Я принял бирки, чувствуя их вес в своей руке. Седьмой ранг из десяти… Да, насколько я знал, чем выше ранг, тем огромнее пропасть до следующего, но тем не менее, это был приличный результат. И я понимал, почему Соколов советовал держать это в тайне.

— Спасибо, учитель, — ответил я, проигнорировав его минутку бахвальства.

Мы покинули лазарет и направились к выходу с полигона. Яркое солнце ослепило меня на мгновение, когда мы вышли наружу. Я уже собирался попрощаться с Соколовым, когда услышал голос, окликнувший меня:

— Господин Темников! Можно вас на минуту?

Я обернулся и на секунду замер. Что могло быть нужно от меня такому человеку?

— Ваше Высочество, — произнес я, склоняя голову в почтительном поклоне.

Принц улыбнулся, его глаза светились живым интересом.

— Я был впечатлен вашим выступлением, господин Темников. Не могли бы мы побеседовать наедине?
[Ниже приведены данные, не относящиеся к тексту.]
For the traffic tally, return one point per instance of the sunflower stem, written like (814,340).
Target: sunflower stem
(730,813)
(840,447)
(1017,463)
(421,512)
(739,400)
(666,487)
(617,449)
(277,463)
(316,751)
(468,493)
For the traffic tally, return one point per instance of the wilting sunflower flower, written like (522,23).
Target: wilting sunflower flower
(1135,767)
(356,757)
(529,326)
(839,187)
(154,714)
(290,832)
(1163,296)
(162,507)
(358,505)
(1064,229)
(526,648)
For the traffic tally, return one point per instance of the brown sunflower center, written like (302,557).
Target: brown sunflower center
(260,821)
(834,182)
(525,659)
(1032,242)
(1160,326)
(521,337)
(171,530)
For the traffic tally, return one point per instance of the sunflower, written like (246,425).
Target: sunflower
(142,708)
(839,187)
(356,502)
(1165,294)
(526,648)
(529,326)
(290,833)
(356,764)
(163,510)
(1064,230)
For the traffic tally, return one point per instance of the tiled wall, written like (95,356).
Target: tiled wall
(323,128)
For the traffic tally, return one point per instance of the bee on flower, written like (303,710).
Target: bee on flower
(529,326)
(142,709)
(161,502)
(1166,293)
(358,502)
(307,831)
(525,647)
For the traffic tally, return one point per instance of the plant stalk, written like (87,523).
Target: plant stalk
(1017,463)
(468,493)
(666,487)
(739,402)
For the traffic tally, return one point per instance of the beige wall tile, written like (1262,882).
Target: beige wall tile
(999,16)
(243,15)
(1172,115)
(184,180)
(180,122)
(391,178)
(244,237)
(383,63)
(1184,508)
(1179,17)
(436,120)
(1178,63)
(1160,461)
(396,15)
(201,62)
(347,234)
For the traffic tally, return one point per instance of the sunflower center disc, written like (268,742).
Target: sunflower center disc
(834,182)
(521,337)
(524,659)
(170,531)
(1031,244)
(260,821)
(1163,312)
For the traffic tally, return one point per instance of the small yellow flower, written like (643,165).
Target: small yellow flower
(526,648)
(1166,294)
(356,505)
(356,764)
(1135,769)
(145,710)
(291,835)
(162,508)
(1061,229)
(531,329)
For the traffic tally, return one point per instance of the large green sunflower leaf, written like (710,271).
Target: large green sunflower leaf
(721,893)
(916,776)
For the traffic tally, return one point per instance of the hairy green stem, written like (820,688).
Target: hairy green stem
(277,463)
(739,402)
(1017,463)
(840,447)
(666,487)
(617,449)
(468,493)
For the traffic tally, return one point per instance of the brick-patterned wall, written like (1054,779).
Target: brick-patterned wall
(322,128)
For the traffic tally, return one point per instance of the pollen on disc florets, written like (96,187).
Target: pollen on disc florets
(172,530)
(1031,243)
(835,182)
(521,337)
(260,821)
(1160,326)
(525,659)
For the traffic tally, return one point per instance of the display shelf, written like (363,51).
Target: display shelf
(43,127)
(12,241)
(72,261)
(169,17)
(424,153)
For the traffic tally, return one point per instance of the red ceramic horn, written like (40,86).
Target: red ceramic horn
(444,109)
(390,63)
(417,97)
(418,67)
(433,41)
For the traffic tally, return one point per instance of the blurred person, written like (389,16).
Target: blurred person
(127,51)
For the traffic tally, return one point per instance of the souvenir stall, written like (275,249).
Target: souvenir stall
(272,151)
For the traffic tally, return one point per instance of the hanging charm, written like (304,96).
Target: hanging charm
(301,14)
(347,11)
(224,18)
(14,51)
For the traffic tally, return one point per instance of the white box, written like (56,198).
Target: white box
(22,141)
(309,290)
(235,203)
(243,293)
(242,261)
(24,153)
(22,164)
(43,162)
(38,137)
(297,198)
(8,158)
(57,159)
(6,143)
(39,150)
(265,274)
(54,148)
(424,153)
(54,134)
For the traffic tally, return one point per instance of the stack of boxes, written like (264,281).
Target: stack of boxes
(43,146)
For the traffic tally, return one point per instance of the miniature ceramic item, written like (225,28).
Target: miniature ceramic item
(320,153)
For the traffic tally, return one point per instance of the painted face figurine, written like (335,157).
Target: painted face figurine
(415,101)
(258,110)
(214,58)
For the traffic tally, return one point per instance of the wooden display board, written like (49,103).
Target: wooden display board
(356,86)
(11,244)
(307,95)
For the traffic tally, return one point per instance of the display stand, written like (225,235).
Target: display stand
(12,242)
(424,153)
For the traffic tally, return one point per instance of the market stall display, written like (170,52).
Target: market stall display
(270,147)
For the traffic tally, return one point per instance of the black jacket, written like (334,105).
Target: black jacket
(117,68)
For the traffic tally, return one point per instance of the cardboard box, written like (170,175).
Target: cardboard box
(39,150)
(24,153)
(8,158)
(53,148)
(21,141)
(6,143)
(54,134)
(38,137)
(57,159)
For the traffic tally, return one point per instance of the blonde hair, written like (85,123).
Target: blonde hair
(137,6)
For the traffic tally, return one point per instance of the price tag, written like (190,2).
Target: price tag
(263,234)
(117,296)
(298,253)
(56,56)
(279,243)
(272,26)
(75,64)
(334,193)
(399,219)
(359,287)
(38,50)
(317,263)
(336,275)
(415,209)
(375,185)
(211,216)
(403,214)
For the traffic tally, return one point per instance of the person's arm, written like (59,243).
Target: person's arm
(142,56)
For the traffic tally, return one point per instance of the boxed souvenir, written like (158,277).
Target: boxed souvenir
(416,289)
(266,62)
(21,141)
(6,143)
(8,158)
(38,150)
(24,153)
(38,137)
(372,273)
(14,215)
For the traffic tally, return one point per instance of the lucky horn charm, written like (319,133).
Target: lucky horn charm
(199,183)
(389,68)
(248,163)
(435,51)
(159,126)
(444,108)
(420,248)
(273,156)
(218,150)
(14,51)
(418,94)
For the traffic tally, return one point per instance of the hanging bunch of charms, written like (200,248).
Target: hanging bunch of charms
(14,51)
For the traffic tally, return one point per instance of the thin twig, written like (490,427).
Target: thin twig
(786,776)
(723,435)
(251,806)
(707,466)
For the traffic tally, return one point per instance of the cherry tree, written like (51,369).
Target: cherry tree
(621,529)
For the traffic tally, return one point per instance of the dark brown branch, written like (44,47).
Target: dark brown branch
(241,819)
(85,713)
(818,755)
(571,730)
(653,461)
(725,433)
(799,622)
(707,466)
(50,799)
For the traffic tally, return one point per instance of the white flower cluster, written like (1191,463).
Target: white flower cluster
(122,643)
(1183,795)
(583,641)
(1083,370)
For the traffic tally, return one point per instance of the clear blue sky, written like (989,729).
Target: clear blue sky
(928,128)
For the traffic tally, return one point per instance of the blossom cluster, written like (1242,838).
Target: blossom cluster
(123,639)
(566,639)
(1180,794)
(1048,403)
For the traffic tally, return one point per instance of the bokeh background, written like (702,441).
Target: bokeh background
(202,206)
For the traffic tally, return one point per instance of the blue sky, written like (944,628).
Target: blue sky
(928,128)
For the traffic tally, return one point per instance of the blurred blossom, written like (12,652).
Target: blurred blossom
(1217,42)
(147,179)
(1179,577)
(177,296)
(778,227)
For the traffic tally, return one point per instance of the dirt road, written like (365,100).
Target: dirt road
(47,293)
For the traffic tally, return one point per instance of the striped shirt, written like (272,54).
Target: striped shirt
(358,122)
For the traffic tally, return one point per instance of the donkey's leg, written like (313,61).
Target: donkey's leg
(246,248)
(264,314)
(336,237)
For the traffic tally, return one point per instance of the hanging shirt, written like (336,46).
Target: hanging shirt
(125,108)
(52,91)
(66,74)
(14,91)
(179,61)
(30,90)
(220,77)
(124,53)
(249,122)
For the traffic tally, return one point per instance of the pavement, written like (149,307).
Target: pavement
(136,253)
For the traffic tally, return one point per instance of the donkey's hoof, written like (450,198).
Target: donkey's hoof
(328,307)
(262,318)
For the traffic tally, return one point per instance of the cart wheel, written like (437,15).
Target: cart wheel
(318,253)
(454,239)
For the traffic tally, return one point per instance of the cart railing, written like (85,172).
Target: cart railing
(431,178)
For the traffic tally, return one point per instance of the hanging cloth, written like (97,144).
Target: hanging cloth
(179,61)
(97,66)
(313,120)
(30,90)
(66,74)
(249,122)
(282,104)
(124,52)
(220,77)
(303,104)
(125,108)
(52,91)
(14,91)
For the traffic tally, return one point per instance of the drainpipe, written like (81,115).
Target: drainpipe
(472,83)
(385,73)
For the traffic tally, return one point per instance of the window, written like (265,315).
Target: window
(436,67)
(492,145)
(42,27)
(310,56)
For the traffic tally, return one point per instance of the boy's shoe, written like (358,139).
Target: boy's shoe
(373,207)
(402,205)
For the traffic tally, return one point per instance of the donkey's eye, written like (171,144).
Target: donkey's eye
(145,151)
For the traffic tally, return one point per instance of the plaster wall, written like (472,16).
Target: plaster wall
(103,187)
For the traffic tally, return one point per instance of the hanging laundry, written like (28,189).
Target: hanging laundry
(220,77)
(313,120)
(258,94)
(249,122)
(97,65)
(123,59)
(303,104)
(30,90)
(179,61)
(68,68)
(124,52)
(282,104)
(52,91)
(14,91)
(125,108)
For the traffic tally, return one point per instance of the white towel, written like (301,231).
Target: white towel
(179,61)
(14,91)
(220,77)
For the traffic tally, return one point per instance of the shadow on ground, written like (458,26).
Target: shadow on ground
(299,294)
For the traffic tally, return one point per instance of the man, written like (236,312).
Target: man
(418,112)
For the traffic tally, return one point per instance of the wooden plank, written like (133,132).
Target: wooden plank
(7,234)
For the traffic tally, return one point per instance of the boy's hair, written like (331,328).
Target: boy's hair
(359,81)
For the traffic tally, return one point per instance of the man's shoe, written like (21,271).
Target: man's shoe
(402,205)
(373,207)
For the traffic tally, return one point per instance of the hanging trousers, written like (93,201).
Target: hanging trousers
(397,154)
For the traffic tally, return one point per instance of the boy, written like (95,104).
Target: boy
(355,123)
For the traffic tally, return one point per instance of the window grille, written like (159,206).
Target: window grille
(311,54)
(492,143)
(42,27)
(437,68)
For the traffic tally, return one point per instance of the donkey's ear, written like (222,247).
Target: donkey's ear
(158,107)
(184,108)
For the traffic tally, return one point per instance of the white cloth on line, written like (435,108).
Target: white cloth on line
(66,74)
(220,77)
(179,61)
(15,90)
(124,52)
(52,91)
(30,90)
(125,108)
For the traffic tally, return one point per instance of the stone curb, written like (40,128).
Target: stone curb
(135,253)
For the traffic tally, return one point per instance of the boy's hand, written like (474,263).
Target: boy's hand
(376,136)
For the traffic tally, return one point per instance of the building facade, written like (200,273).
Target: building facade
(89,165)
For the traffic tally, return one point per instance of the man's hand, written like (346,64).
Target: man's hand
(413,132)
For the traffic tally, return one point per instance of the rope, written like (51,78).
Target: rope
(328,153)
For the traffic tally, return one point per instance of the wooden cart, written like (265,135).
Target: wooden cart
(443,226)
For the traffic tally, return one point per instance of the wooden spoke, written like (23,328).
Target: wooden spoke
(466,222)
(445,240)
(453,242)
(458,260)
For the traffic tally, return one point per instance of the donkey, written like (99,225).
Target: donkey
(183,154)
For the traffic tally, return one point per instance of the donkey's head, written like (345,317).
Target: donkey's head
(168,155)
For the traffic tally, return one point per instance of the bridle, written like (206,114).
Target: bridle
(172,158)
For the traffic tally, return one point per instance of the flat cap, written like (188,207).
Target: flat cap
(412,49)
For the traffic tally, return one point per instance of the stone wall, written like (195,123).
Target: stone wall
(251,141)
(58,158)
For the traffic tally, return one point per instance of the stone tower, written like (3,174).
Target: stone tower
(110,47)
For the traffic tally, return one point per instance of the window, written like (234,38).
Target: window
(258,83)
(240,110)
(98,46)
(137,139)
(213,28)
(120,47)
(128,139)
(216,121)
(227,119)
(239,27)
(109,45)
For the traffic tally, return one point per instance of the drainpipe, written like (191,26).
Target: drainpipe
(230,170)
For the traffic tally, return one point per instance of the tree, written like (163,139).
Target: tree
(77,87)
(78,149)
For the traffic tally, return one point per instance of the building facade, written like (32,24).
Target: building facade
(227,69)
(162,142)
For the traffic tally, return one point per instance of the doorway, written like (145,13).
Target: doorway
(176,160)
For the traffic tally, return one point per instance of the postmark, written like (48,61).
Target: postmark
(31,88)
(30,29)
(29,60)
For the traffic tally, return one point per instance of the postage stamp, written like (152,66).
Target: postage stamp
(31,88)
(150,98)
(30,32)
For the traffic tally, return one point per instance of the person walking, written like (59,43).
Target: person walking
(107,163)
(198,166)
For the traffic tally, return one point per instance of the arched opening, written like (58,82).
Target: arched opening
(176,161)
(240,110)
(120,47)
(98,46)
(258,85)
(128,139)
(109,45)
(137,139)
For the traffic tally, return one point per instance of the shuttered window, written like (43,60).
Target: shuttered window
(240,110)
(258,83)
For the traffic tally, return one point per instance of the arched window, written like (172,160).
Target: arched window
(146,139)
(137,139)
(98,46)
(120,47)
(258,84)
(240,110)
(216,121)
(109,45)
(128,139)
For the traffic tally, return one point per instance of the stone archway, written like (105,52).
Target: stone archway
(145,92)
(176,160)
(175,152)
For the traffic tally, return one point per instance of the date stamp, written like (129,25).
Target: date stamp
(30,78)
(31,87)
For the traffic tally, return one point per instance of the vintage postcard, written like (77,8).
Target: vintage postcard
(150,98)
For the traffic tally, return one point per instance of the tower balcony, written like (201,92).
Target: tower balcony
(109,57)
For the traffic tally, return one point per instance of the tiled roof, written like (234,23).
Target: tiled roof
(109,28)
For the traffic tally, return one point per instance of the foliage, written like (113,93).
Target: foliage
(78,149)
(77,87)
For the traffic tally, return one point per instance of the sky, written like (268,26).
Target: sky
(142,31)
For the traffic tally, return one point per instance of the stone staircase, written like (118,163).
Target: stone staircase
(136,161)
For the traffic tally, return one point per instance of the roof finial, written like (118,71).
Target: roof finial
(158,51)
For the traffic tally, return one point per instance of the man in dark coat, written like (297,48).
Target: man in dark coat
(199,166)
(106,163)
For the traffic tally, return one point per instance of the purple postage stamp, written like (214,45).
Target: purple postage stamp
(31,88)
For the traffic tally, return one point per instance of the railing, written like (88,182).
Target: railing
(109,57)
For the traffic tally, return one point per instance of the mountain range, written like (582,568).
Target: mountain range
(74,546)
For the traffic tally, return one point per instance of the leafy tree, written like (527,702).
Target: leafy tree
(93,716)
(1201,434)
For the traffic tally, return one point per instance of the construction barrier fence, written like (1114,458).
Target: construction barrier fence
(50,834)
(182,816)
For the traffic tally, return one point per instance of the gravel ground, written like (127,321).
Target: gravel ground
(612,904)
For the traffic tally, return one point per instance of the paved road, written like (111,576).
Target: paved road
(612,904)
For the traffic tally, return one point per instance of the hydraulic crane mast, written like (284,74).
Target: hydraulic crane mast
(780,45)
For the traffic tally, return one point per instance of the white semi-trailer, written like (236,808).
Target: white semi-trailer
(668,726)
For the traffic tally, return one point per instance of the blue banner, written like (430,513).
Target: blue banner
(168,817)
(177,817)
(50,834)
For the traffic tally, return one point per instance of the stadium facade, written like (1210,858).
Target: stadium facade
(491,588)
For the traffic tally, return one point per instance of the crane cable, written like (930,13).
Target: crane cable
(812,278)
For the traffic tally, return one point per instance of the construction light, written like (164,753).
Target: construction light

Я почувствовал на себе взгляд Соколова — в нем читалось предупреждение быть осторожным. Но отказать принцу было невозможно.

— Конечно, Ваше Высочество, — ответил я. — Для меня это честь.

— В таком случае, предлагаю прогуляться, — указал он в сторону.

Глава 19

Я шел рядом с принцем Андреем Алексеевичем вдоль стен полигона, где недавно прошел мой поединок с Левински.

Принц начал разговор, и его голос звучал неожиданно оживленно для человека его положения:

— Знаете, господин Темников, ваш дед, Владимир Федорович, был поистине выдающимся человеком. Не только блестящий финансист, но и гроссмейстер экстра-класса! И второе гораздо интереснее первого.